I am currently using pymc4.
I have a model which is moderately complicated, and runs (in parallel) on different batches of data.
What I have seen - as expected - is that the NUTS sampler produces ‘good’ results (that is, if I generate synthetic data, then NUTS recovers the correct parameter distributions), and ADVI works less well in that respect.
For most of the datasets that are passed in, the NUTS sampler is fine, it is quite fast and produces sensible results.
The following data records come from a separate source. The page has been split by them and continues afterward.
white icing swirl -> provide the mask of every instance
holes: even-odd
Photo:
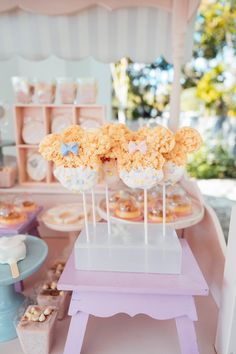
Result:
[[[54,176],[59,182],[73,192],[85,192],[91,190],[98,181],[98,172],[89,167],[66,168],[56,167]]]
[[[120,178],[130,188],[150,189],[163,179],[163,172],[151,167],[132,169],[130,172],[121,170]]]

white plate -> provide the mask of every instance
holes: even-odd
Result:
[[[45,136],[44,125],[40,120],[31,120],[24,123],[22,128],[22,139],[26,144],[36,145]]]
[[[52,133],[61,133],[72,124],[72,117],[68,115],[58,115],[52,119]]]
[[[63,204],[63,205],[57,205],[53,208],[48,209],[43,215],[42,215],[42,221],[43,223],[51,230],[55,231],[64,231],[64,232],[73,232],[73,231],[79,231],[83,228],[84,226],[84,218],[79,220],[78,222],[74,224],[63,224],[63,223],[58,223],[56,220],[53,220],[53,215],[59,215],[63,209],[67,209],[68,211],[71,210],[73,213],[75,211],[78,212],[78,215],[83,214],[83,205],[80,203],[72,203],[72,204]],[[92,221],[92,213],[91,213],[91,205],[87,205],[87,210],[88,210],[88,220],[89,222]],[[99,218],[97,219],[99,220]]]
[[[47,161],[37,152],[28,154],[26,171],[33,181],[42,181],[47,176]]]
[[[101,123],[98,122],[96,119],[83,118],[80,120],[80,126],[83,129],[95,129],[100,128]]]

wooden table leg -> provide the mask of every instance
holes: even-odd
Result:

However, for about 1 case in 10 the NUTS sampler ‘hangs’ and does not start sampling at all.
I have tried different ways of initializing/configuring NUTS, and haven’t found anything that fixes this problem robustly yet.
My next thought is to set this up so that it samples with NUTS, and only if that fails, fall-back to an alternative implementation that uses ADVI. One way to do this is to have a time-out for the sampler, and kill the process if that is exceeded. I don’t like that solution, because I don’t necessarily know in advance the expected runtime for a new dataset, or the sampler might just be running slower than normal - and I could end up killing a number of samplers that are actually working.
I think a better solution would be to kill the NUTS sampler (and run ADVI) if after some time (say 10 minutes) the NUTS sampler has not yet started (i.e. progress bar still at zero). However, to do this requires having some way of interrogating a sampler while it is running to find out it’s status - using a callback of some sort, or perhaps a monitor thread in the same process.
Is such a thing possible ?